Half a century beyond its publication in 1958, W H B Court's A Concise Economic History of Britain now makes truly fascinating reading. Its subtitle, From 1750 to Recent Times, is somewhat misleading, perhaps deliberately vague, since the book avoids crossing the Second World War divide into the author's own era, perhaps in an attempt to avoid becoming embroiled in contemporary politics. How many authors, writing a similar text today, would exercise such caution?
It was just after 1750 that the jewel of India was added to the British crown, creating an empire out of existing opportunism. Twenty years later, the future jewel of the North America colonies embarked upon their revolution and split with the old country, at least politically, if not economically. Twenty years on again saw Britain embark on yet another war with France. It was a war that lasted a generation and then, apart from a couple of minor tiffs far away from home, such as Crimea and South Africa, there was a hundred years of peace. The Great War bankrupted the British people, and the nation's economy, it seems, never did fully recover.

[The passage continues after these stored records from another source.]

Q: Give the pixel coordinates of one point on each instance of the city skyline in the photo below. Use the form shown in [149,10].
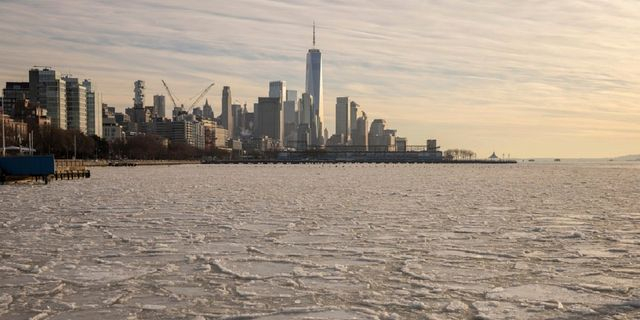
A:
[469,80]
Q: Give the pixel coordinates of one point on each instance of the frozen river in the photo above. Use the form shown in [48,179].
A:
[526,241]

W H B Court uses this broad structure of historical narrative to set a framework for his history. Each segment of the era is then dissected into its salient parts as the author considers the contemporary state of foreign trade, manufacturing, banking and investment, agriculture, and the general social setting. War inevitably set different priorities from peace, and the changes imposed on economic life by those different demands are admirably described and comprehensively contextualised in the book.
But this economic history also looks back beyond 1750 to the seventeenth century revolution and the creation of the Poor Laws in Elizabethan times. Cromwell, the Parliament and the Civil War are largely missing from the account, perhaps implying that the writer's view is that this particular conflict's contribution to the nation's economic history was negligible. There are other possible interpretations.

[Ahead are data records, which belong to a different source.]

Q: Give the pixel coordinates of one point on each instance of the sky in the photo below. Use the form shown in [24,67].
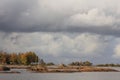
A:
[62,31]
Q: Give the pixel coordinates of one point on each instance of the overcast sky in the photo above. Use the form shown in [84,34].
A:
[62,30]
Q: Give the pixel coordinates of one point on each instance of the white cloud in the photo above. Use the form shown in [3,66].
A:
[55,44]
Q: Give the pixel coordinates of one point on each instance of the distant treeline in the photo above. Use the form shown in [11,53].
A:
[18,58]
[109,65]
[86,63]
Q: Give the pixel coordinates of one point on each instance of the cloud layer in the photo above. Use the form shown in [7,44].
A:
[101,17]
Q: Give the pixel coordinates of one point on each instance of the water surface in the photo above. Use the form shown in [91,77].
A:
[26,75]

It is W H B Court's attention to detail, however, that makes this book such an interesting as well as informative read. If anyone is in any doubt about just how short-lived some famous economic activities might have been, then this book will also surprise. Even at the height of British economic ascendancy, we are only looking at annual growth of around 3.4%. Much of the late eighteenth century and early nineteenth century growth possibly stemmed from the demand of a growing population. Despite common parlance ascribing the growth of the industrial towns to employment decline in the rural areas, Court reminds us that the number of people employed in agriculture during the period in question was roughly static.

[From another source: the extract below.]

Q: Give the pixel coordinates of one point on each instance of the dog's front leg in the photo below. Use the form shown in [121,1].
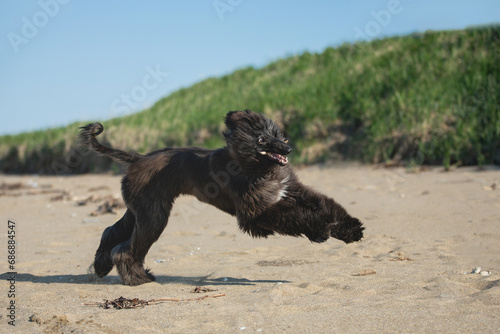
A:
[317,218]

And we all forget that the only king in Britain during its period of economic power was cotton, since the commodity and manufactures deriving from it dominated the nation's trade. We also forget that the industry was built on technological advantage born of innovation, and it began its decline as soon as other countries began to build up their own technological base.
The almost constant and eventually severe decline in Britain's fortunes that had begun by the time of the First World War and continued apace in subsequent decades is admirably charted. What the book does not examine in any detail are possible explanations for this decline. But throughout Britain's history, it was the contribution of invisibles to the economy that usually repainted a poor picture into better shape. Times do not always change. The bottom line, it seems, can always be used to hide a trend.
Books such as W H B Court's A Concise Economic History of Britain may not often attract the casual reader. But anyone who has the slightest interest in political economy would benefit from and surely enjoy at least a dip into this volume. There is not much here that is either new or different, and certainly nothing that is sensational, but the book's detail and clarity are nothing less than vivid.